Si cette analyse n’apporte rien que les professionnels tunisiens ne sachent déjà, elle a le mérite de définir clairement les faiblesses et de proposer un programme pour relancer le secteur. Slim Tlatli, ministre du Tourisme, a fait des conclusions et recommandations de cette analyse sa feuille de route, mettant l’accent sur la diversification, l’innovation et la qualité, pour atteindre les objectifs ambitieux assignés au tourisme tunisien à l’horizon 2014 : 5,365 milliards de dinars (2,8 milliards d’euros) de recettes en devises, soit une croissance annuelle de plus de 5,5 %, pour 10 millions de visiteurs. La nécessaire montée de gamme impose une refonte du secteur, mais aussi une adaptation des divers partenaires du tourisme. Il s’agit donc, à partir de synergies, de créer une autre image du pays à travers des ouvertures, dont, par exemple, l’événementiel, en dotant les villes, à commencer par Tunis, d’une vie nocturne et d’un programme de manifestations culturelles attractives.

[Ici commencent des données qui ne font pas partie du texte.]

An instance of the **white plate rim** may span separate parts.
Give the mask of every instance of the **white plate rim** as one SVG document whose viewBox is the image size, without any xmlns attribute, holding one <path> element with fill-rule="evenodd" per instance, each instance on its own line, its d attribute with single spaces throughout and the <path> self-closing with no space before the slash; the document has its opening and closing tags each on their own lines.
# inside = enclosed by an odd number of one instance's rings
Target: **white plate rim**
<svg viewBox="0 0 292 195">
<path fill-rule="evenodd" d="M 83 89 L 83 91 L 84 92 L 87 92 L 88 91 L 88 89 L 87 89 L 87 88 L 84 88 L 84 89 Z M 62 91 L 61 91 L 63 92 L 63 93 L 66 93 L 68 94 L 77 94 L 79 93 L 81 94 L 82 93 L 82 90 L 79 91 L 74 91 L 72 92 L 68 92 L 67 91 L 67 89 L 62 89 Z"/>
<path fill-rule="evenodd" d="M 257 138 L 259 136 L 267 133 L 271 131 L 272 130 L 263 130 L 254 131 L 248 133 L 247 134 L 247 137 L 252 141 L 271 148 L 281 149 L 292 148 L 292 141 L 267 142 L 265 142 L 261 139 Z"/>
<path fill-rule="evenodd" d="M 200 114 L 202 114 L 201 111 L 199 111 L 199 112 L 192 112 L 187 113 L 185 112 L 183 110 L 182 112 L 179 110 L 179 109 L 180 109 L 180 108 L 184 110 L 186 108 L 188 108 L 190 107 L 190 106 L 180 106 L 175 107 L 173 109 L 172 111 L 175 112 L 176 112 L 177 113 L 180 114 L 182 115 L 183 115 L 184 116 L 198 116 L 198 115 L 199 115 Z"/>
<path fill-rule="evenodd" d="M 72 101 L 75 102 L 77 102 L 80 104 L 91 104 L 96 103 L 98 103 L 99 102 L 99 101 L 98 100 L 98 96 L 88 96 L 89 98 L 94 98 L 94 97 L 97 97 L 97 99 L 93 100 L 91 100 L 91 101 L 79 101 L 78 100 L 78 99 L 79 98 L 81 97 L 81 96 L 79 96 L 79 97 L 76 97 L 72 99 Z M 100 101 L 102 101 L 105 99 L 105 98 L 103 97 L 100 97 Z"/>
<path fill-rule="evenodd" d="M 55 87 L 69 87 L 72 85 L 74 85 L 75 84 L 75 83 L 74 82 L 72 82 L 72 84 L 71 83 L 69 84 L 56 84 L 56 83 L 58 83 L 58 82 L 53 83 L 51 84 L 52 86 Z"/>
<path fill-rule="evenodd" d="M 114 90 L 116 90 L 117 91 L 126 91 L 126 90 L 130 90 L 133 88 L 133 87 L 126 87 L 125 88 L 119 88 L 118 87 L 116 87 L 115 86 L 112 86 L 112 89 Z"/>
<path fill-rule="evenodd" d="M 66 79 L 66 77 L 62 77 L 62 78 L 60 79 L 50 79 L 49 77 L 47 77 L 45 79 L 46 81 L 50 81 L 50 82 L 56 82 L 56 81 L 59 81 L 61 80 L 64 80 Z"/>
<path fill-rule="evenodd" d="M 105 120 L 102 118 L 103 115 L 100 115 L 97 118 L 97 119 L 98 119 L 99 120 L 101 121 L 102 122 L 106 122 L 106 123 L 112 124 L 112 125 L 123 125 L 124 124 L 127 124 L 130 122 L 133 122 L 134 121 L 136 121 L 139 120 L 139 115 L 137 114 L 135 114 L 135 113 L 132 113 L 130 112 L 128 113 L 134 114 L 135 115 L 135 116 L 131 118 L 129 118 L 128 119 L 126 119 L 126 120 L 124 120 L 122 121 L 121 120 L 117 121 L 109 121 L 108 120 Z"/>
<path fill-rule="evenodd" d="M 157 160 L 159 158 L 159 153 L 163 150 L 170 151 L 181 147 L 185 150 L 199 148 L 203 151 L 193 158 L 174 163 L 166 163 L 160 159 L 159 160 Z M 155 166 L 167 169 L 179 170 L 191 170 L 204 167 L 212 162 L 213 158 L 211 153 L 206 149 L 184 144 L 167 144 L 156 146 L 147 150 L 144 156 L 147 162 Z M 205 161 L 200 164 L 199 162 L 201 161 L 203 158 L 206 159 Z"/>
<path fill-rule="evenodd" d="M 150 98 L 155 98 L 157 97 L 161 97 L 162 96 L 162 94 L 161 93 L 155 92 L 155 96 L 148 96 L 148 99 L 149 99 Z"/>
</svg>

« Pas de tourisme de capitale »

Ahmed Slouma, autre ancien patron de l’ONTT, note qu’« à force d’avoir trop misé sur l’hôtellerie balnéaire, [le pays a] créé un déséquilibre sur Tunis. Conséquence : [il n’y a] pas de tourisme de capitale ». Si les Tunisiens renouent avec leurs espaces urbains, les touristes suivront. Cela a été le cas durant le ramadan : les très nombreux promeneurs ont été enchantés de découvrir le charme de la partie rénovée de la médina de Tunis. Tous souhaitent que cette animation, qui donne vie au centre historique, soit maintenue tout au long de l’année.

Alors qu’une partie de la profession semble un peu lasse et désabusée, il n’en demeure pas moins que le secteur ressent le besoin de se fédérer, d’où le projet de création d’une Union tunisienne pour les professionnels du tourisme qui associera aussi les secteurs collatéraux. Même si beaucoup pensent que ce ne sera là qu’une instance de plus et doutent que la mobilisation puisse avoir un effet moteur sur l’ensemble des intervenants, chacun s’accorde à souligner la nécessité de relancer la filière touristique, car elle contribue au PIB à hauteur de 7 % et génère 18 % à 20 % des recettes en devises du pays chaque année, sans oublier son effet d’entraînement sur des secteurs tels que les transports, les communications, l’artisanat et le bâtiment.